Exploratory Data Analysis

Sonia Markes

University of Toronto

July 6, 2023

A probability is a number between 0 and 1 indicating how likely an event is, whereas a statistic is a number in a context.
Say you have a list of numbers, denoted \(x_1, x_2, ..., x_n\). These are (observed) data values.
We conceptualize them as realizations of random variables \(X_1, X_2, ...,X_n\).

The data do not speak for themselves.

Numerical Summaries

Center
Order statistics
Variability

Center

Sample Mean
Sample Median

Sample Mean

\[ \bar{x}_n = \frac{x_1+x_2+...+x_n}{n} \]

The arithmetic mean, or simply, the average.

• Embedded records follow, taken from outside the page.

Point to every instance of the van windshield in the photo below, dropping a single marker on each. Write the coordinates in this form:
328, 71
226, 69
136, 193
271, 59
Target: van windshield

Denoted \(\bar{x}_n\) or, simply \(\bar{x}\).

Sample Median

The sample median is the middle value of a sorted dataset. Denoted \(Med_n=Med(x_1,x_2,...,x_n)\).

If n is odd, the median is an element of the dataset.
If n is even, the median is the average of the middle two values.
Roughly, half the data is above the median, and half is below.

Exercises

Find the mean and median of the following sets:

\(\{ 6,4,7,5,3\}\)
\(\{3,5,9,2,4,7\}\)
\(\{7,8,8,1\}\)

Ex 1: Find the mean and median of \(\{ 6,4,7,5,3\}\)

ex1 <- c(6,4,7,5,3)
n1 <- length(ex1) 
sum(ex1) / n1 # mean
sort(ex1)[ (n1+1)/2 ] # median

Ex. 2: Find the mean and median of \(\{3,5,9,2,4,7\}\)

ex2 <- c(3,5,9,2,4,7)
n2 <- length(ex2)
sum(ex2) / n2 # mean
quantile(ex2, prob=0.5) # also median

Ex. 3: Find the mean and median of \(\{7,8,8,1\}\)

ex3 <- c(7,8,8,1)
mean(ex3)
median(ex3)

Comparison

Mean of a dataset \(\sim\) Expectation of a probability distribution, \(\mathbb{E}[X]\)
Median is less sensitive to outliers, that is, to the few values that are far from most of the values.

Order

Notation
Empirical Quantiles

Order statistics

The dataset arranged is ascending order is called the order statistics, denoted \(\{x_{(1)},x_{(2)},...,x_{(n)}\}\), such that \[x_{(k-1)}\leq x_{(k)}\leq x_{(k+1)} \;\; \forall \;\; k\in(1,n)\]

Special cases

\[ \min (x_1, ..., x_n) =x_{(1)} \]

\[ \max (x_1, ..., x_n)=x_{(n)} \]

Median, revisited

\[ {Med}_n = \begin{cases} x_{\left(\frac{n+1}{2}\right)} &\text{if } n \in 2k+1 \\ \frac{1}{2} \left( x_{\left(\frac{n}{2}\right)} + x_{\left(\frac{n}{2}+1\right)} \right) &\text{if } n \in 2k \end{cases} \] where \(k\in \mathbb{N}\)

Empirical Quantiles

The \(p^{th}\) empirical quantile, denoted \(q_n(p)\), is the number such that the proportion of the dataset below \(q_n(p)\) is \(p\).

Special cases

The median is the \(0.5^{th}\) empirical quantile, or \(q_n(0.5)\).
Percentile:
- \(x^{th}\) percentile = \(p^{th}\) quantile, where \(x=p \times 100\)
Quartiles:
- Lower quartile = \(q_n(0.25)\)
- Upper quartile = \(q_n(0.75)\)

Five-number summary

Minimum
Lower quartile
Median
Upper quartile
Maximum

Exercises

For the set of integers \([1,11]\), compute the following:

\(10^{th}\) percentile
Five-number summary

ex_order <- 1:11
quantile(ex_order, p = 0.1) # 10th percentile
c(min(ex_order), 
  quantile(ex_order, 0.25),
  median(ex_order),
  quantile(ex_order, 0.75),
  max(ex_order)) # 5-number summary

Variability

Range
Deviation

Ranges

The range of a dataset is the difference between the maximum and minimum values. \[ Max-Min=x_{(n)}-x_{(1)} \]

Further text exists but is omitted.